This is an attempt to model a simplified part of the replication system of MongoDB in TLA+.
Spec
MongoDB secondaries pull oplogs from any nodes that have more up-to-date oplogs, which is different than the push model in Raft. This spec models the gossip protocol with two synchronized actions: AppendOplog and RollbackOplog.
The spec also simplifies the election protocol. Every election will succeed in one shot, including sending and replying vote requests and learning the new term.
Model Checking
I have successfully run model checker on the spec with a small model including:
- 3 nodes (symmetrical model value)
- Term up to 3
- Number of logs up to 10
State constraint:
/\ \forall i \in Server: globalCurrentTerm <= 3
/\ \forall i \in Server: Len(log[i]) <= 10
Invarients to check:
- NeverRollbackCommitted
The model checker generates 7778 distinct states and passes.
Play with the Spec
To play with the spec, you may comment out Line 112 in RollbackCommitted action, which specifies that an oplog entry replicated to the majority nodes only in the current term can be considered as "committed". Otherwise, secondaries syncing from the the old primary will report the commit level to the old primary even though they have voted for the new primary. This differs from the Raft protocol. In Raft, voting for a new primary implies not accepting any logs from old leaders.
Commenting out Line 112 will cause the model checker to fail, giving a simple concrete failure case.
- Node 1 becomes the primary in term 2 and writes [index: 1, term: 2] to its oplog.
- Node 3 wins an election in term 3 without the oplog on Node 1 and writes [index: 1, term: 3].

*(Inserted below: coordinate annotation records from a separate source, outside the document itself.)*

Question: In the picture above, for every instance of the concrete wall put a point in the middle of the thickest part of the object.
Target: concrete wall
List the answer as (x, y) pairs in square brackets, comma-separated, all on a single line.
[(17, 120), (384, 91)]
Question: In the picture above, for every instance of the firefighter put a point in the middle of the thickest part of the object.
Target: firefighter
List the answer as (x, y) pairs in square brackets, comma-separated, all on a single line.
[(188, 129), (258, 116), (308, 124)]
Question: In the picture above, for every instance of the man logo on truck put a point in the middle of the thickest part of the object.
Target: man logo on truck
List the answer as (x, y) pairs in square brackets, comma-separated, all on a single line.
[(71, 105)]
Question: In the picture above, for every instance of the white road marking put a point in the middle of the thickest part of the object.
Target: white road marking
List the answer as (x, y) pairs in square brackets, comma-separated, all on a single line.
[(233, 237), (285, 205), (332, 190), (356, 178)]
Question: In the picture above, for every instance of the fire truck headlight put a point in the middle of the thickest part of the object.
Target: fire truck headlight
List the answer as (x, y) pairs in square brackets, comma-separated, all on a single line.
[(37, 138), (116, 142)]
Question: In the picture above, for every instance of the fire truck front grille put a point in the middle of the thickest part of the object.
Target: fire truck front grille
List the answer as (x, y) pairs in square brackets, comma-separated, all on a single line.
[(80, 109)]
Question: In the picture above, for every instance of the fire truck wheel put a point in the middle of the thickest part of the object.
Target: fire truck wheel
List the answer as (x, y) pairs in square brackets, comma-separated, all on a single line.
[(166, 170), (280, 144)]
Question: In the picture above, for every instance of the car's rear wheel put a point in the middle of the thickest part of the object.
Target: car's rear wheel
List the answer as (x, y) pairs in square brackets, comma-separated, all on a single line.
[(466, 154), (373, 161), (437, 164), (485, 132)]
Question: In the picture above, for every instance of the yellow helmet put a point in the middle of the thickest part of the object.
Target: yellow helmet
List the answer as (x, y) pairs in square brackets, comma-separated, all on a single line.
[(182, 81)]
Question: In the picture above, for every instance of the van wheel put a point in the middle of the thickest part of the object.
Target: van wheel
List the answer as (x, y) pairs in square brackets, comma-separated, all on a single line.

- Node 2 replicates [index: 1, term: 2] from Node 1, making this oplog entry replicated on the majority nodes, but it will be rolled back after syncing from Node 3.
Conclusion
We have found the exact same issue in MongoDB code. SERVER-22136 tracks the fix to notify the old primary of the new term. We've never encountered this issue in testing or in the field and only found it by reasoning about the edge cases. This shows writing and model checking TLA+ specs is an excellent alternative way to find and verify edge cases.